Microlearning and cloud-based options also are predicted to trend upward.
E-learning has undoubtedly transformed the learning and development field. Defined as asynchronous, structured, self-paced learning that is delivered electronically, e-learning enables employees to learn on their own time. It also gives instructional designers the flexibility to create an engaging learning experience through features such as quizzes, simulations, games, videos, and more.
Considering the changes e-learning has brought, the question becomes: Where is it headed next?
The Association for Talent Development and the Institute for Corporate Productivity explore this topic in their latest research report, Next Generation E-Learning: Skills and Strategies, sponsored by GoAnimate. In early 2017, ATD and i4cp surveyed 546 talent development leaders about the state of e-learning and how it might evolve.
Forty-four percent of respondents expected e-learning usage to increase in the next five years. This growth will be driven by market-leading companies. ATD and i4cp estimate the number of high-performing organizations that make a majority of their learning portfolios available as e-learning will increase from 27 percent (as it is currently) to 52 percent in the next five years.

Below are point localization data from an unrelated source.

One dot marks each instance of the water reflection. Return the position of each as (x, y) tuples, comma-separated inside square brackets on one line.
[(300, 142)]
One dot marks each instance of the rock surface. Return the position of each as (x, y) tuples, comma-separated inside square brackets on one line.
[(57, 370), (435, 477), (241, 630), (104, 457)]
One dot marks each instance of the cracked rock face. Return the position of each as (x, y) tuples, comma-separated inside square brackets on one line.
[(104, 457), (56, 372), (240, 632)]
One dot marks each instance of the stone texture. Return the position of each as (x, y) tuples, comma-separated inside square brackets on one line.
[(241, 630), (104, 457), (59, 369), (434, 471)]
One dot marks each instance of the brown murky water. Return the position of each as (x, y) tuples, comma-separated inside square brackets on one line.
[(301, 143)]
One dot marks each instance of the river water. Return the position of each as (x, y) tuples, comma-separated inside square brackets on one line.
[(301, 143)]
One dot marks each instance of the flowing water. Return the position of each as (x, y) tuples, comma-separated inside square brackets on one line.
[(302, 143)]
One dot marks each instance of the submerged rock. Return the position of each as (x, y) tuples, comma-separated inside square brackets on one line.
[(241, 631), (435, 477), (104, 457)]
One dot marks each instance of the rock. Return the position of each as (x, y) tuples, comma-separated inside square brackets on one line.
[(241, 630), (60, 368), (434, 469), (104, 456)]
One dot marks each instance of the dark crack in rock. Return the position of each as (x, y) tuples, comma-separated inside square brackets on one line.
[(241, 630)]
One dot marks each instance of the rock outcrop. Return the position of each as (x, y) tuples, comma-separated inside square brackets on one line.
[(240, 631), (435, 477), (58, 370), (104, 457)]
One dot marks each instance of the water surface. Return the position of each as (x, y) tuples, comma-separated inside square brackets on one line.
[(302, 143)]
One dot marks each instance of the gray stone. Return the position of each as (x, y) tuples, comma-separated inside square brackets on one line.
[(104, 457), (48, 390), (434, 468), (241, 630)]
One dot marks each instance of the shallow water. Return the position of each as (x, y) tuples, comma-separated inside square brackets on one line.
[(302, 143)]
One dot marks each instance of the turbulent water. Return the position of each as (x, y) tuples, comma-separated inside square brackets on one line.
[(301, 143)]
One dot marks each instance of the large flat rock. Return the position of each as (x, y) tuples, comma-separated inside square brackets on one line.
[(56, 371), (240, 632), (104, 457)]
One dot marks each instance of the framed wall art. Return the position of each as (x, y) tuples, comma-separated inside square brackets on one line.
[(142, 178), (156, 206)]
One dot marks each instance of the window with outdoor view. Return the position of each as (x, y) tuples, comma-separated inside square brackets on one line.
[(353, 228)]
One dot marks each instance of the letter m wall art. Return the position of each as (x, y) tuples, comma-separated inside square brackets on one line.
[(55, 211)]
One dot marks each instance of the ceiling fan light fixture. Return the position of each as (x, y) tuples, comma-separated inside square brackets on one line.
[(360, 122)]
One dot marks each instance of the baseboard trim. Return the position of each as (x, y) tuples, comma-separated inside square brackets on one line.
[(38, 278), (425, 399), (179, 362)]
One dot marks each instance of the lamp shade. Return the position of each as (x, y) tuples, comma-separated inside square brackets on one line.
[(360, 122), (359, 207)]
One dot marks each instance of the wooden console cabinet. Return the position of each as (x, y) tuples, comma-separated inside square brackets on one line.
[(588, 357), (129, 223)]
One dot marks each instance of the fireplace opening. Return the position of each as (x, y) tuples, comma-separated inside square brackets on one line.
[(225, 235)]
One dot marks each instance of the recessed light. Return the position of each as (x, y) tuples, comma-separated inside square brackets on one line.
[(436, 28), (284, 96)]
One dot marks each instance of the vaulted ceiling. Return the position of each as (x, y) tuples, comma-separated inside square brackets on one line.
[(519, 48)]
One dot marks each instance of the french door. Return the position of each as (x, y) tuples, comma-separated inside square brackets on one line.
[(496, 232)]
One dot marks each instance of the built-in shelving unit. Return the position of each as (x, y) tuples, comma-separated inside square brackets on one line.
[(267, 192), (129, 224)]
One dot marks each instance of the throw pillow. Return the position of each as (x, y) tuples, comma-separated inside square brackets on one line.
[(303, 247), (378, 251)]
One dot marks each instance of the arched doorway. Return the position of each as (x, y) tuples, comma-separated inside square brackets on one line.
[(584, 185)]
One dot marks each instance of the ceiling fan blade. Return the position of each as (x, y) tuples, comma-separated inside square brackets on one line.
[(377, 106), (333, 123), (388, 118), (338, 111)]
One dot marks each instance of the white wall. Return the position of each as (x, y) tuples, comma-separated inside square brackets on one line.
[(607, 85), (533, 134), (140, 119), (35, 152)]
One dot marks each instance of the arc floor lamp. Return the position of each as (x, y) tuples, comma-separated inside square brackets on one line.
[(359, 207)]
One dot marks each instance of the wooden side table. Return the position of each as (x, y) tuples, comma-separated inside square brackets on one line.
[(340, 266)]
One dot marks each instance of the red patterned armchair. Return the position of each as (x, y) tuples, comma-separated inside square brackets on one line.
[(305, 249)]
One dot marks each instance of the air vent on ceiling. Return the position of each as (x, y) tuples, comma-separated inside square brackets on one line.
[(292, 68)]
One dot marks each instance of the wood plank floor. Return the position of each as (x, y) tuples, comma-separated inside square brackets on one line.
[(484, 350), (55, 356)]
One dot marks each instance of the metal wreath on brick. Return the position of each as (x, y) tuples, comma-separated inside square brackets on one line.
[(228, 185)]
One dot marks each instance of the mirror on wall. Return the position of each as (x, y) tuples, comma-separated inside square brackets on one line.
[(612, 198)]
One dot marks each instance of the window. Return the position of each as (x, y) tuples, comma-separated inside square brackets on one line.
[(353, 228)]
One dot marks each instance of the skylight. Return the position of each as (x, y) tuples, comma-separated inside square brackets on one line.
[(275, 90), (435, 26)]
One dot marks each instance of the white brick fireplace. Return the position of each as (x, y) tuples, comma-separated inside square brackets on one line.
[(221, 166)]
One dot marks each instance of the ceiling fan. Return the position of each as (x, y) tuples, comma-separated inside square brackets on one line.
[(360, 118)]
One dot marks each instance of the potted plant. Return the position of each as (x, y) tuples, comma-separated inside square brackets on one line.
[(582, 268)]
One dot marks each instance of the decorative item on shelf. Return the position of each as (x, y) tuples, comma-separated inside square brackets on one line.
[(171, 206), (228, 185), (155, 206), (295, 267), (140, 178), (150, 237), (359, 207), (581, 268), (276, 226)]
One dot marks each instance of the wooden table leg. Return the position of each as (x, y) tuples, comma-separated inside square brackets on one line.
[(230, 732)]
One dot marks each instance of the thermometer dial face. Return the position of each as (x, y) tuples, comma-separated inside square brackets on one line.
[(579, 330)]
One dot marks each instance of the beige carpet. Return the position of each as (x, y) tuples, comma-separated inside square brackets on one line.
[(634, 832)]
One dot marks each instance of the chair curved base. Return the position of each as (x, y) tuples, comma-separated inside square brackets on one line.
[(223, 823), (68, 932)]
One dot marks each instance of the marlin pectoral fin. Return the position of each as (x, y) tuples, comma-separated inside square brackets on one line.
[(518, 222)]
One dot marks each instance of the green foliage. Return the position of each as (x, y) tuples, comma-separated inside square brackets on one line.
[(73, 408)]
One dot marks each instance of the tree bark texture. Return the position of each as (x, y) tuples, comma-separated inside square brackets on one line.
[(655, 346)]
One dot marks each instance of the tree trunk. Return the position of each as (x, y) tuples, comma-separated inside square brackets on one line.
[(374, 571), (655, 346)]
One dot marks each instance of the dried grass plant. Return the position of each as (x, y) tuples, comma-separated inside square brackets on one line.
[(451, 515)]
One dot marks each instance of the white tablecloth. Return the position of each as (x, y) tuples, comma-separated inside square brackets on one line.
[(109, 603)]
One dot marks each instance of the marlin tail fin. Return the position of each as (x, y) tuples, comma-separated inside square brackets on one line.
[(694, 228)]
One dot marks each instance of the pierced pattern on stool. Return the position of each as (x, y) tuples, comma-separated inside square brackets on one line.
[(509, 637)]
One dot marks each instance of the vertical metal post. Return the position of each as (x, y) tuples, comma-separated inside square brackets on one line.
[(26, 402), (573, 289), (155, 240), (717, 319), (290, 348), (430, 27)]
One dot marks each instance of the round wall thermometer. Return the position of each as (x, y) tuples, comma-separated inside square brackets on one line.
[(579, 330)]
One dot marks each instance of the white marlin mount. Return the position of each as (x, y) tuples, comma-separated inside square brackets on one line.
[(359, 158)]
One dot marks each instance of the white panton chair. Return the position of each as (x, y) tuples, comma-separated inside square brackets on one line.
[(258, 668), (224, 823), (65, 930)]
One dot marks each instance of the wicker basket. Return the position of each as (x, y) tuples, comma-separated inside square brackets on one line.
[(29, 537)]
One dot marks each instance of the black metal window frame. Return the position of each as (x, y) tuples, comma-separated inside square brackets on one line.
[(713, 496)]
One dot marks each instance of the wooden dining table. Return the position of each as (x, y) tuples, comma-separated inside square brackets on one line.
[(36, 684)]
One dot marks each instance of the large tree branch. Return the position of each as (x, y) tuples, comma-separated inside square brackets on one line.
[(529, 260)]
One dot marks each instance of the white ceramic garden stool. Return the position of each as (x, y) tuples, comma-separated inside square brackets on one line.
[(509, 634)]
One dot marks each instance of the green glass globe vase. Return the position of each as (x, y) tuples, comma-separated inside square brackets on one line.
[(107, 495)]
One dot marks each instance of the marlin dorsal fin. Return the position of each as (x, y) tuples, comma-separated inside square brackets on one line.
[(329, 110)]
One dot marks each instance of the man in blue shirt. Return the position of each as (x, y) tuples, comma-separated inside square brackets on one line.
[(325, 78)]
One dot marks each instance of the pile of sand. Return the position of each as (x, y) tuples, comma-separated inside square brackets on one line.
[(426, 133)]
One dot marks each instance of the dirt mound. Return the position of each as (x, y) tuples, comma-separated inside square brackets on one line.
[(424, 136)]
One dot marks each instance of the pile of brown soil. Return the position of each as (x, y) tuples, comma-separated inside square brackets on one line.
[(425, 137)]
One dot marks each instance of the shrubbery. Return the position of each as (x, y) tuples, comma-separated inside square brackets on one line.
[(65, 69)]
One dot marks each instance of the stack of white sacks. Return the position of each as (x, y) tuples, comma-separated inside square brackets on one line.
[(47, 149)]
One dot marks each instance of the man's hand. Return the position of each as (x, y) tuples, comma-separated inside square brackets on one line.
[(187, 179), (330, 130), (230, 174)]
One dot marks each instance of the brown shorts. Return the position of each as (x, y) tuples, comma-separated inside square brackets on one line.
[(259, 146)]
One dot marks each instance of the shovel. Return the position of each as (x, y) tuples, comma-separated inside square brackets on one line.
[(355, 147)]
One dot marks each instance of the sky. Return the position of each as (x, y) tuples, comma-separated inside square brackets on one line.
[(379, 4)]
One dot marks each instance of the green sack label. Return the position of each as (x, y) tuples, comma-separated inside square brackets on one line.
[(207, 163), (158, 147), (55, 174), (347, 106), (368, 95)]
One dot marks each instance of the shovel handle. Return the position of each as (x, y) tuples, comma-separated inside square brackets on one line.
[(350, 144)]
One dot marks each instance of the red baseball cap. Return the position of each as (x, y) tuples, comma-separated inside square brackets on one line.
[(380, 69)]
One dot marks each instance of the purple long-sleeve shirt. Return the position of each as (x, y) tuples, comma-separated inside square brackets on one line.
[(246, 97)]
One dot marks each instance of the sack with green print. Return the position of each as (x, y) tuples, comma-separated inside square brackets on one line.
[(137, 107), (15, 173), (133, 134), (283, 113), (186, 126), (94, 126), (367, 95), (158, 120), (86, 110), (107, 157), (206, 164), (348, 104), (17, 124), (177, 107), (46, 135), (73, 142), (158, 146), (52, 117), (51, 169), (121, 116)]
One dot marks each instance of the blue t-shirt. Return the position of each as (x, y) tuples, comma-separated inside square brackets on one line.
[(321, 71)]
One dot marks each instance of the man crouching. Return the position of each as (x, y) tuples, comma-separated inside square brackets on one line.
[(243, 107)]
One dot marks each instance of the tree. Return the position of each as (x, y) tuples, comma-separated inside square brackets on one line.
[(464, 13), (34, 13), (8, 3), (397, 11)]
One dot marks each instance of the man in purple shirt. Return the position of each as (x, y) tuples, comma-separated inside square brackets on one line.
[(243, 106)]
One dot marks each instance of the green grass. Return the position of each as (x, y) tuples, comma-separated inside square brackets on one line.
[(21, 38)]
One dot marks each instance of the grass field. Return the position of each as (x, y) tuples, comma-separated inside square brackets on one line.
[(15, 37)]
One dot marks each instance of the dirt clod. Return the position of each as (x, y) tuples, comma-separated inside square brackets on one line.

As for how e-learning itself might change, talent development leaders had some guesses. Forty-eight percent expect a rise in microlearning (content delivered in small, short "bursts") in the next five years, and 36 percent anticipate a greater use of cloud-based options (where resources are available on demand and stored in a virtual environment).
The most common prediction, at 63 percent, was that e-learning will become more personalized. Personalized learning offers individual learners content, learning paths, or modes of learning to suit their specific learning preferences. This targets and addresses learners' needs more effectively than a uniform learning approach.
Dan Lovely, former chief learning officer of global insurance firm AIG, sees artificial intelligence as the next frontier for e-learning personalization. He says, "I'm looking for much stronger artificial intelligence engines that really understand each employee: What they're currently working on, who they're exchanging emails with, what appointments they have on their calendars, both internally and externally. With those kinds of insights, we can increasingly offer people suggested learning components that can be very useful for them."
To stay ahead of the curve, organizations should keep up-to-date on tools and platforms that can help them personalize learning. Lovely recommends that learning professionals share their expertise with peers in other organizations to stay informed and serve more learners. "Increasingly we'll see organizational value in becoming less dependent on learning providers and becoming more skilled at identifying and curating open source content, then offering each other the mutual service of sharing that information for the greater benefit of our networks," he explains.